During the time my sister was staying with her friend, she grew very depressed. Granted, she had many reasons to be despondent, and this is not to imply that she was not deeply grateful for the generosity of her friend, (even though she was paying her share of expenses). But she was displaced. In-between. One minute, it seemed, she'd had a beautiful four-bedroom home, a home she loved, where she gardened and painted and cooked and entertained and played with pets and celebrated Christmas with her kids--and the next, she was sleeping on someone else's couch and her kids' baby pictures were stuffed down in a box somewhere, locked away.

They say that "home" is just the people who you love. This is true, of course, don't get me wrong. But even the most modest possessions, arranged lovingly nearby, can give us a sense of place, a sense of self. A monk might live in a spare room with a small cot and a short shelf, period. But on that shelf he may have his favorite Bible, a book of inspirational poems, a journal he keeps, a candle, and a rosary given to him by his mother before she died. Those simple, modest possessions are the whole world to him.

A couple of weeks ago, my sister finally got the wherewithal to move out of her friend's apartment. We'd been talking about her moving closer to me for some time, and she finally did so, finding a perfect little Victorian fixer-upper on the shores of a lake. We call it her gingerbread house.

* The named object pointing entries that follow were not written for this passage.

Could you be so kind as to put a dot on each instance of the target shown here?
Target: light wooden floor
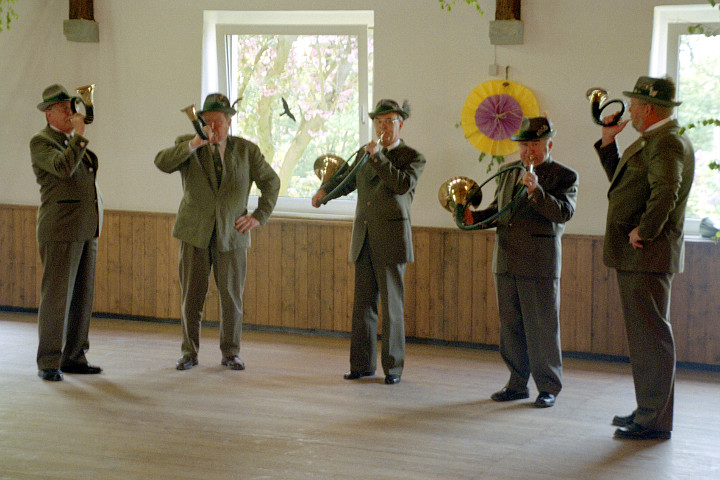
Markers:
(290, 415)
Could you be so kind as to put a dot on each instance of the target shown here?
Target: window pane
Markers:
(317, 77)
(698, 71)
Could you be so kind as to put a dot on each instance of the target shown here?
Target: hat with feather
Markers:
(391, 106)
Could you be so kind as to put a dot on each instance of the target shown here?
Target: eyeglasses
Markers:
(384, 121)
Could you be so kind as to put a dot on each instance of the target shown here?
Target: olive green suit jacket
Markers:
(386, 186)
(528, 238)
(207, 206)
(649, 188)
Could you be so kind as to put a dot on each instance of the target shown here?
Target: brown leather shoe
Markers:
(186, 362)
(508, 394)
(620, 421)
(233, 363)
(544, 400)
(50, 374)
(354, 375)
(81, 369)
(638, 432)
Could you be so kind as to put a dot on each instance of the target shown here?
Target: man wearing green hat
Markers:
(527, 260)
(68, 225)
(649, 188)
(213, 223)
(381, 242)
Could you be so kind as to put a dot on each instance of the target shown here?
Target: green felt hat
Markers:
(52, 95)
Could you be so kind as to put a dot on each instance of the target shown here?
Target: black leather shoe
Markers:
(619, 421)
(638, 432)
(545, 400)
(507, 394)
(50, 374)
(81, 369)
(353, 375)
(233, 363)
(186, 363)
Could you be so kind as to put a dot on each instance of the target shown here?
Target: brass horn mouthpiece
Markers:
(326, 165)
(597, 97)
(86, 98)
(197, 120)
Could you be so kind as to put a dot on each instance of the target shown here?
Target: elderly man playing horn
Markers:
(527, 262)
(68, 225)
(649, 188)
(213, 223)
(381, 242)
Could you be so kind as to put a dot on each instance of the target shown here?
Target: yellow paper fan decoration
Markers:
(493, 112)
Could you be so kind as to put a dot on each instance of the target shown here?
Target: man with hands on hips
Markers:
(214, 225)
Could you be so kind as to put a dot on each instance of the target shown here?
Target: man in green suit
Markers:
(649, 188)
(68, 225)
(213, 223)
(527, 262)
(381, 242)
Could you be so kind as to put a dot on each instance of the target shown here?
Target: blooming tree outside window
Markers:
(299, 99)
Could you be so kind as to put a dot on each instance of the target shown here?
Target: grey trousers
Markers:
(229, 269)
(375, 281)
(530, 331)
(66, 299)
(645, 299)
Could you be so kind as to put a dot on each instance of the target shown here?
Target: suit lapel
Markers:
(633, 149)
(204, 156)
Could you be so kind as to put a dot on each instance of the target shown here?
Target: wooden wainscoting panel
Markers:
(299, 277)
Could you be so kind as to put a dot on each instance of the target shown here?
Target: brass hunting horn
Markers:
(86, 98)
(197, 120)
(597, 96)
(457, 193)
(326, 165)
(344, 169)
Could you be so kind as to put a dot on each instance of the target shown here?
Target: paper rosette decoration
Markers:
(493, 112)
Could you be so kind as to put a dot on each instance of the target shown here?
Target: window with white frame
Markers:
(692, 60)
(302, 81)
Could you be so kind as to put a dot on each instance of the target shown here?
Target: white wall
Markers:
(147, 66)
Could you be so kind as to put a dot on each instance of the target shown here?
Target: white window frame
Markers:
(669, 22)
(219, 23)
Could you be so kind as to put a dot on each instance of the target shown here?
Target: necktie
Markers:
(218, 163)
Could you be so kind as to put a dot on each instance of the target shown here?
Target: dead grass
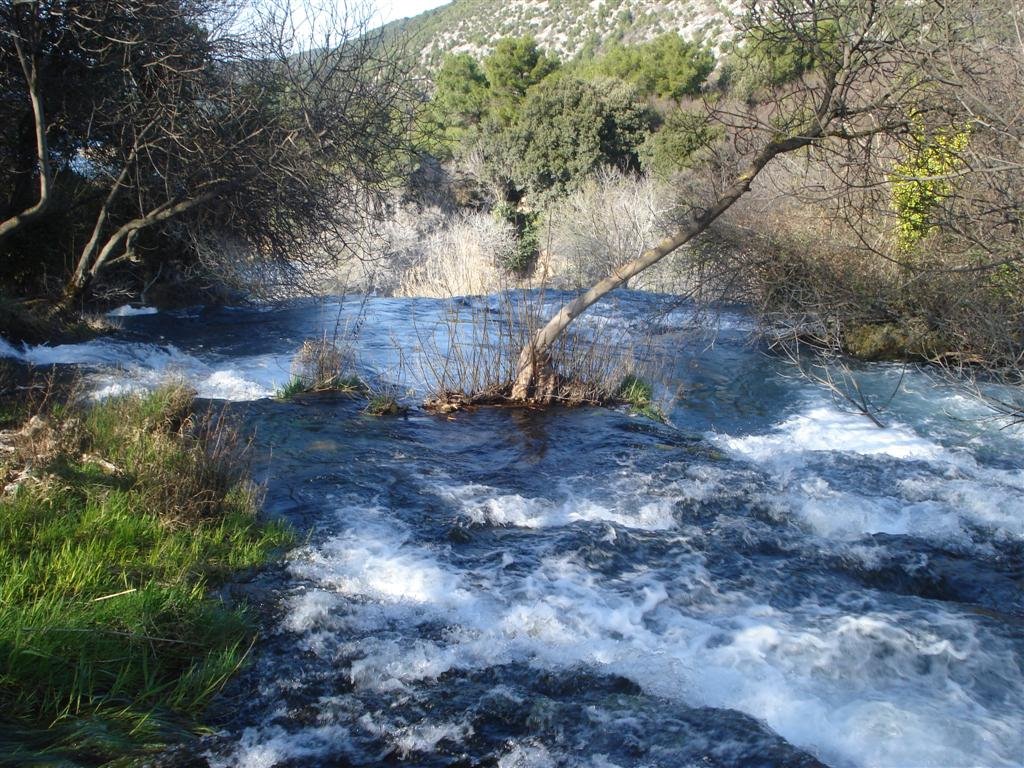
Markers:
(472, 358)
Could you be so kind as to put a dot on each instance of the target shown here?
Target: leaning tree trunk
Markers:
(31, 69)
(535, 360)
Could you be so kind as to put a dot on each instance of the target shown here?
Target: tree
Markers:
(515, 65)
(185, 125)
(864, 85)
(460, 102)
(568, 127)
(667, 67)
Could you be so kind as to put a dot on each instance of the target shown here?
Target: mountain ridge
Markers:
(566, 28)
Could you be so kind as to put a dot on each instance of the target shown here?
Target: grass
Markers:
(323, 366)
(384, 403)
(110, 640)
(639, 395)
(343, 385)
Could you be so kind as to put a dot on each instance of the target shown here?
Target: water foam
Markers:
(127, 310)
(872, 688)
(928, 489)
(485, 505)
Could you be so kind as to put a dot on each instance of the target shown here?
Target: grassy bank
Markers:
(116, 522)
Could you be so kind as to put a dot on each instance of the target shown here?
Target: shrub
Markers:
(463, 256)
(667, 67)
(568, 127)
(609, 220)
(674, 145)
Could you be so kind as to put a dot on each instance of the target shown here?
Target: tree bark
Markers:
(535, 358)
(31, 69)
(85, 272)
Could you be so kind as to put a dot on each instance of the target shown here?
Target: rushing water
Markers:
(767, 581)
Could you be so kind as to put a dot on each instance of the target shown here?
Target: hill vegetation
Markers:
(564, 28)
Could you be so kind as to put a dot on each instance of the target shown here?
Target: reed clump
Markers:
(472, 358)
(324, 365)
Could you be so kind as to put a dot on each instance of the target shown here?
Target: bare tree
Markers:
(267, 124)
(865, 84)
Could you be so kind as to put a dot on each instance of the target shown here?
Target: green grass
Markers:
(344, 385)
(109, 637)
(384, 403)
(639, 395)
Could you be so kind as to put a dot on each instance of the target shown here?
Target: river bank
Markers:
(117, 521)
(763, 578)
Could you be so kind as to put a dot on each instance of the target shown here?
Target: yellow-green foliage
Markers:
(921, 181)
(108, 631)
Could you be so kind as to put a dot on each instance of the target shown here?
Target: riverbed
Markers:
(767, 579)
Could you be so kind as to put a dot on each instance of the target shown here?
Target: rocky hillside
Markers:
(564, 27)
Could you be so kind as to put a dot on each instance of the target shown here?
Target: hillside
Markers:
(563, 27)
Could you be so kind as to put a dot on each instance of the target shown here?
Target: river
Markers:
(767, 580)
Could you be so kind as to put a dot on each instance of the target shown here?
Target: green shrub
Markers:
(681, 136)
(921, 181)
(567, 127)
(639, 395)
(667, 67)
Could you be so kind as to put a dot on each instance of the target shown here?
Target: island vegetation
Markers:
(851, 171)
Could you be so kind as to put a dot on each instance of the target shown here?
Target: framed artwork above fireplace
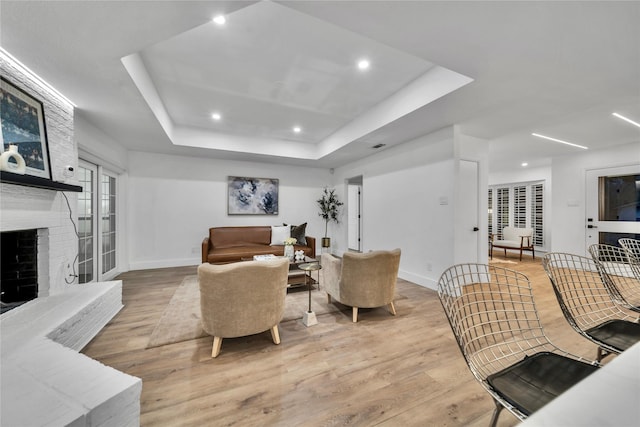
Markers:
(252, 196)
(22, 124)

At long last, her things were taken out of storage, boxes of things she hadn't seen in months. Scrapbooks. Framed prints. Needlepoints. Christmas decorations. Cozy comforters. Candles. Little things her kids had given her. Books. Music. Art supplies.

Nothing luxurious or splendid. Nothing trendy. No supersonic electronic must-haves. Just the things of home.

In his book, Meditations On the Monk Who Dwells in Daily Life, by Thomas Moore, an author and psychologist who lived for twelve years as a monk, he says, "Every home is a monastery. There, it is to be hoped, we can find solitude, community, beauty, nature, oratory, and food. There the spirit can be nourished, and the body pleased with arts and pleasures."

When my sister came upon her little gingerbread house, it had been neglected, abused, and eventually, abandoned, by a bunch of derelict renters. It looked tired and defeated and sad.

She knew just how it felt. And she knew just what it needed.

Ignoring the more obvious bumps and bruises from renter's scorn, she went to work, hauling off trash, scrubbing and cleaning, sprucing and painting. She prospected dollar-stores and the goodwill for buried treasures--discontinued curtains, overlooked furnishings, festive fabrics. Like an artist with a palette, she took the blank canvas of that old house and filled it with color, warmth, and love.

And in so doing, she transformed herself.

"The ordinary arts we practice every day at home," wrote Thomas Moore, "are of more importance to the soul than their simplicity might suggest."

To visit that little house by the lake now is to enter a whole other world from the one those renters so callously discarded. It's a place of peace, a warm sanctuary overlooking sun-spangled waters and whispering trees.

And to see my sister now is to see a different person. During her darkest days she resembled someone shellshocked, her eyes like empty rooms. Now she's vivacious and smiling. Even her loyal little cat, Rowdy, seems so much more serene, curled up on her favorite comforter on her old bed in a splash of sunlight.

"Homecaring" is not the same thing as housework. Nobody really likes the nuts and bolts of keeping house. But creating a soft place to fall, a place where strangers can enter and sigh, This feels like home…that is soul-work. It is sacred and it is spiritual. It expands our souls. It is healing. It is worship.

It is finding eternity in the everyday.